The other business after separation will be a drugs maker. GSK’s performance in this sphere has disappointed for many years. However, a sharper focus after the demerger should allow it to develop a greater number of blockbuster treatments. Indeed, it plans to launch more than 20 new products by 2026. More than half of them are expected to have potential peak revenues of more than $ 1bn (£730m) a year.
The separation programme remains on track to deliver its targeted £700m annual cost savings by 2022 and £800m by 2023. The firm expects to reinvest a portion of these savings to improve its competitive position. Meanwhile, the company is making progress in reducing its borrowings.
It was able to cut net debt by 18pc in the 2020 financial year, partly as a result of asset disposals. The result was that net interest costs were covered more than nine times by annual operating profits, as opposed to six times at the time of our original tip.

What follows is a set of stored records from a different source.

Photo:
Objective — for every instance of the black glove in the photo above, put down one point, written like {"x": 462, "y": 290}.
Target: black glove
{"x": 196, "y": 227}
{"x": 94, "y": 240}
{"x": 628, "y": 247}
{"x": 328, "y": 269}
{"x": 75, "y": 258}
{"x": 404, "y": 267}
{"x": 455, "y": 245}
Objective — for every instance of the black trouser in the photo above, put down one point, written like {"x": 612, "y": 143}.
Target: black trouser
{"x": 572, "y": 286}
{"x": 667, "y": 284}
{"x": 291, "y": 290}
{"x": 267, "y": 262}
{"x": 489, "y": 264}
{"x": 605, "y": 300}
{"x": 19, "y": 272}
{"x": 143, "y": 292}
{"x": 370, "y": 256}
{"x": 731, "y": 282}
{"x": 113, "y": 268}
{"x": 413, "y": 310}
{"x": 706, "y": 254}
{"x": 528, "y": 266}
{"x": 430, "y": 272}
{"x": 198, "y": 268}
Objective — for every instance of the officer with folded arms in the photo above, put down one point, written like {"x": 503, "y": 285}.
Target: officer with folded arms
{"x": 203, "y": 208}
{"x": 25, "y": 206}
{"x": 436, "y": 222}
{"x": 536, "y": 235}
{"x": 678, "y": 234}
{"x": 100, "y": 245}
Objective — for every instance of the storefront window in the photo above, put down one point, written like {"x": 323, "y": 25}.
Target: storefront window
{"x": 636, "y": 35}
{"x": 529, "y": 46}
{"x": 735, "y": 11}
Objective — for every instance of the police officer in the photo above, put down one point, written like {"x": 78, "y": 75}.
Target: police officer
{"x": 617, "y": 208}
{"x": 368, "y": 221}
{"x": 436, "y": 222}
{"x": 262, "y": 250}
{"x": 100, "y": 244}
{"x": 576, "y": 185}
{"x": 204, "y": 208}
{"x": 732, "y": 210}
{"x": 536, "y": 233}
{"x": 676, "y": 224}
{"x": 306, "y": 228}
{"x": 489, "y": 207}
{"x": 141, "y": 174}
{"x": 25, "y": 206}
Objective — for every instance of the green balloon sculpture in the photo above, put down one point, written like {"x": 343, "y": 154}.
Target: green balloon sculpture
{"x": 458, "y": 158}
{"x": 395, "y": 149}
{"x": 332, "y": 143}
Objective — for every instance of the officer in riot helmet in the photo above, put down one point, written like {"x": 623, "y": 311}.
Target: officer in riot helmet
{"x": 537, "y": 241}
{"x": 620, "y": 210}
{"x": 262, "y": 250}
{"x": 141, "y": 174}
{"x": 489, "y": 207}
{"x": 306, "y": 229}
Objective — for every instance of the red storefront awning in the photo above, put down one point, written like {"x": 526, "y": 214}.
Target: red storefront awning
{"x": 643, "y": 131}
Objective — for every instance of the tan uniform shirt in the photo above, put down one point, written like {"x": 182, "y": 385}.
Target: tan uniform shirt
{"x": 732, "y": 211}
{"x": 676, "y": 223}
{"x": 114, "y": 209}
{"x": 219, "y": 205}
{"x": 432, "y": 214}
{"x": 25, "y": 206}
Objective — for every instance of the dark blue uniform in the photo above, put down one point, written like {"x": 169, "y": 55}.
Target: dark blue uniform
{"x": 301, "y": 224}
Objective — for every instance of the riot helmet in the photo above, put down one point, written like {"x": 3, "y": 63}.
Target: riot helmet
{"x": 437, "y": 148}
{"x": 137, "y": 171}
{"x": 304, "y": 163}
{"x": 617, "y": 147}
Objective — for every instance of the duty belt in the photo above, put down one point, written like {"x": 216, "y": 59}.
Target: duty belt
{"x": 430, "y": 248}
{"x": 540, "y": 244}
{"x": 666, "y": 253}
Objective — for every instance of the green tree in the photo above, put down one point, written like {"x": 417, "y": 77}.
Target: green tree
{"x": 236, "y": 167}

Thanks to the stock’s unpopularity among investors and a modest rise in earnings, its valuation has fallen: it now trades on a price-to-earnings ratio of 11.4, against 12.8 when we made our original recommendation. Given that its financial prospects and strategy remain largely intact, this suggests that the shares now offer significantly better value for money.

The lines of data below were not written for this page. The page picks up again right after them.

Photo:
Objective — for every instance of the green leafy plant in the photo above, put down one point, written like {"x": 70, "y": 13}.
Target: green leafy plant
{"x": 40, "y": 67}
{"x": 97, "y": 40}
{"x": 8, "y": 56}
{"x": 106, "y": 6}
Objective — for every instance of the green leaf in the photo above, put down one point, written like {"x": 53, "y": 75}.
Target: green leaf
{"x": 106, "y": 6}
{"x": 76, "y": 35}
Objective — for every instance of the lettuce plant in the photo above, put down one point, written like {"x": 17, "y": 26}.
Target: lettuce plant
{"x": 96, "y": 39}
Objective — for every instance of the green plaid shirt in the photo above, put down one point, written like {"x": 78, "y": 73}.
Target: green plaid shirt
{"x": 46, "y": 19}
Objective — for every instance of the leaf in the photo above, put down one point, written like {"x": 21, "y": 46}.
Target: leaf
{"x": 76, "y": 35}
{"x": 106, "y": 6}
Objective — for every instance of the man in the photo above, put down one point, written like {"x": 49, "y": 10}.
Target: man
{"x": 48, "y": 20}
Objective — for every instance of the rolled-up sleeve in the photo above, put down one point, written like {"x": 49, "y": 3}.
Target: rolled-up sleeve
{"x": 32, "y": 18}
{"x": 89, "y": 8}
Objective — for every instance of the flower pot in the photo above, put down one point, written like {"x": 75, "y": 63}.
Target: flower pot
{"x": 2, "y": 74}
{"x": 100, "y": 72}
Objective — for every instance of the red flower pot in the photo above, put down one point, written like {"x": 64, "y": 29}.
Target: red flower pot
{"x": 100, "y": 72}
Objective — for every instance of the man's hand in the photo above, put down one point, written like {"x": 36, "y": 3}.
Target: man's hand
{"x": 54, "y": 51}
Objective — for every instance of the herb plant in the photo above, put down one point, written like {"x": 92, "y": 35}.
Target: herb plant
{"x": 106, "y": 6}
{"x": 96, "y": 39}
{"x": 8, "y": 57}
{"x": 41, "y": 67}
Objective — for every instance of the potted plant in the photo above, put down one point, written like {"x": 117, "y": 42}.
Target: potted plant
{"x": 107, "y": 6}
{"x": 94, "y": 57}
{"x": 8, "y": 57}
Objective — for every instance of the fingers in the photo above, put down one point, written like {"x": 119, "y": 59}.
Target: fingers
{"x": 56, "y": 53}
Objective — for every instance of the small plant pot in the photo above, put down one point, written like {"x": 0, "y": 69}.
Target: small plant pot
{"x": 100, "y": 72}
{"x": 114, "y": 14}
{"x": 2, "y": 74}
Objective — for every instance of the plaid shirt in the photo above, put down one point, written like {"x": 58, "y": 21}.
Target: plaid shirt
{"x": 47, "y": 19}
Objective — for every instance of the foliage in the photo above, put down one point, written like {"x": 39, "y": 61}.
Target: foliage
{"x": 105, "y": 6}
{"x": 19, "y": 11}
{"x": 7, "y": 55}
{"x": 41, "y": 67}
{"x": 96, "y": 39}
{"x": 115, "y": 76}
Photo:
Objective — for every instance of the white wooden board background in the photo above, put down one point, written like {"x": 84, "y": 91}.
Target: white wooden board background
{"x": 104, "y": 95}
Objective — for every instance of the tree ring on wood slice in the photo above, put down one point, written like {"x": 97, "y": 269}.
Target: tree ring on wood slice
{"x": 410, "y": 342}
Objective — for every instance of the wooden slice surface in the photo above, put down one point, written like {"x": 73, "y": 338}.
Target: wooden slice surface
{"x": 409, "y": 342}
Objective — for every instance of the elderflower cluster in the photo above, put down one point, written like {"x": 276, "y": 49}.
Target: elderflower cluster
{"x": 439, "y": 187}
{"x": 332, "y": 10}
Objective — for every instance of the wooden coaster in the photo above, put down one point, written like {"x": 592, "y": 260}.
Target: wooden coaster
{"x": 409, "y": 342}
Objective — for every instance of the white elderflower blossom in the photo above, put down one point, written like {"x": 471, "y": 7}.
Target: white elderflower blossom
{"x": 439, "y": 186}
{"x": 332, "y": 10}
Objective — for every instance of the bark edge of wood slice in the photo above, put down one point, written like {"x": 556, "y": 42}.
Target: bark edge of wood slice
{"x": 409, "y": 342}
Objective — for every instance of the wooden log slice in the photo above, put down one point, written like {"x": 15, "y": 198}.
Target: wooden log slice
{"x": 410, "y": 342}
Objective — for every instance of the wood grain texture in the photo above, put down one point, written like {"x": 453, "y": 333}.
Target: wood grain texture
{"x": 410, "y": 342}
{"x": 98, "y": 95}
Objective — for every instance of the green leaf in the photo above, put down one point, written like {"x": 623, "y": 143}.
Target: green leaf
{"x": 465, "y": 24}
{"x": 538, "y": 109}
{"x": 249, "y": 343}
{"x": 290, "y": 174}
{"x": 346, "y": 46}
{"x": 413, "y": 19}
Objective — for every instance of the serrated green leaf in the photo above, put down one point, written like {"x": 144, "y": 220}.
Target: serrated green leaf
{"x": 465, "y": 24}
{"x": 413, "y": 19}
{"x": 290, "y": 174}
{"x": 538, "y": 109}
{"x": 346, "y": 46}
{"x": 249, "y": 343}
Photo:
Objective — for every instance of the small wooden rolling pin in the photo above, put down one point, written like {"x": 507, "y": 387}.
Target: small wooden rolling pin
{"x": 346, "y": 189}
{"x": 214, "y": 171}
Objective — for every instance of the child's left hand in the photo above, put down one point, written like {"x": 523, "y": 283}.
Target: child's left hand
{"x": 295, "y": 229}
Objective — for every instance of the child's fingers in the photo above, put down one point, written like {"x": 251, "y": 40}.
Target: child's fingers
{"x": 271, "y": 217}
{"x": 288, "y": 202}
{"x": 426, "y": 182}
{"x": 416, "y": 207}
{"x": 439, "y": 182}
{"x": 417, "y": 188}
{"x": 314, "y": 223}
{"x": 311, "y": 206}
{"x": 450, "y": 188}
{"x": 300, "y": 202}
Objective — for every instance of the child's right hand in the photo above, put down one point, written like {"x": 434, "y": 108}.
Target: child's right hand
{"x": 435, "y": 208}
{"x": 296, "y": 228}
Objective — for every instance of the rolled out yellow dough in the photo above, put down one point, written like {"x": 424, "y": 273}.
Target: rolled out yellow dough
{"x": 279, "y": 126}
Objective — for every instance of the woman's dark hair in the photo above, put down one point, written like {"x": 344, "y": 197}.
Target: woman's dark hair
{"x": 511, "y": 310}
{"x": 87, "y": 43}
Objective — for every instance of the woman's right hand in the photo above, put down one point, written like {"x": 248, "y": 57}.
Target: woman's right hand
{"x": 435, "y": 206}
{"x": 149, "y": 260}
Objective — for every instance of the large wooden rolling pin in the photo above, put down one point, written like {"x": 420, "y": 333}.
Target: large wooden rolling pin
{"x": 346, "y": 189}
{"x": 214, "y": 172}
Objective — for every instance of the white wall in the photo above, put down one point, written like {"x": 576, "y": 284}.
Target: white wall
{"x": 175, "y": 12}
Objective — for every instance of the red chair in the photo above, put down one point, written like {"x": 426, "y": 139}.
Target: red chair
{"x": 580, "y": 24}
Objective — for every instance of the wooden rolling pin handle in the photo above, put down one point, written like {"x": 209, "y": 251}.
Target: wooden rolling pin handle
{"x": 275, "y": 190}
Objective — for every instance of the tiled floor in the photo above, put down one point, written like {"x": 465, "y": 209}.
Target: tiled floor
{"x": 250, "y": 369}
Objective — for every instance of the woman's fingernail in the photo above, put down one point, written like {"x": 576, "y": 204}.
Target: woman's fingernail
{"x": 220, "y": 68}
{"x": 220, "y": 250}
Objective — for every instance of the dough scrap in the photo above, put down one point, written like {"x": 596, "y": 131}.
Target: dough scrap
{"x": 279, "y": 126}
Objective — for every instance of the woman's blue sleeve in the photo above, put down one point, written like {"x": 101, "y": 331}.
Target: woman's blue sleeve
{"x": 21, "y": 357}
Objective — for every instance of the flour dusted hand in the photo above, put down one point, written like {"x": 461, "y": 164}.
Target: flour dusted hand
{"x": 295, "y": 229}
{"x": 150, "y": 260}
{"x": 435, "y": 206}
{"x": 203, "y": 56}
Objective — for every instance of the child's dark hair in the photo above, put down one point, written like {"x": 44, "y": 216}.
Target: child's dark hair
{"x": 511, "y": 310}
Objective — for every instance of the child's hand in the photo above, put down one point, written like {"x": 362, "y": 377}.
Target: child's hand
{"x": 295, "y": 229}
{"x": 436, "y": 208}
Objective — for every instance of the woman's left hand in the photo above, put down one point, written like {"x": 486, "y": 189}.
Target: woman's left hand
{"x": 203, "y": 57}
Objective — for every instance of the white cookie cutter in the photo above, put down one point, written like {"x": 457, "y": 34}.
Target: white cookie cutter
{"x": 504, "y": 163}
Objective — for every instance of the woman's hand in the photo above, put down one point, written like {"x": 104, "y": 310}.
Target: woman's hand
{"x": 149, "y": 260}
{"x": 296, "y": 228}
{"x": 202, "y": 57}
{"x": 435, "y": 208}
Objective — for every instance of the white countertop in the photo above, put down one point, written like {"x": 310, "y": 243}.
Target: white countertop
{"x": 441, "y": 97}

In the long run, growth catalysts such as an ageing global population and increasing urbanisation – and hence wealth – remain in place. For example, the proportion of people aged 65 and above is forecast to double by 2050. Meanwhile, 68pc of the world’s population is expected to live in urban areas by 2050, up from 55pc in 2018.
These factors could lead to a rise in demand for GSK’s products, particularly in its oncology and vaccine segments. Its 12pc increase in research and development expenditure in 2020 should further enhance its long-term growth prospects.
GlaxoSmithKline key facts
Many of the risks to face the business have been present for some time. For instance, a probable decline in dividends after 2022 was flagged in our original tip. Since then, the decline in the share price and a forecast dividend yield of 6.2pc suggest that investors have adequately factored in any fall in distributions to shareholders.
Similarly, the risks involved in conducting the corporate split have not changed materially since its announcement more than two years ago. In fact, the firm’s resilient financial performance amid the disruption caused by coronavirus restrictions suggests it could offer relatively defensive characteristics despite an uncertain near-term outlook for the global economy.
Of course, GSK has lagged rival pharmaceutical firms in the race for a Covid-19 vaccine. However, its continued progress in moving towards separation and the growth opportunities this could provide mean we remain optimistic about its prospects.
At a lower price than at the time of our original recommendation, it appears to offer an even more attractive risk/reward opportunity.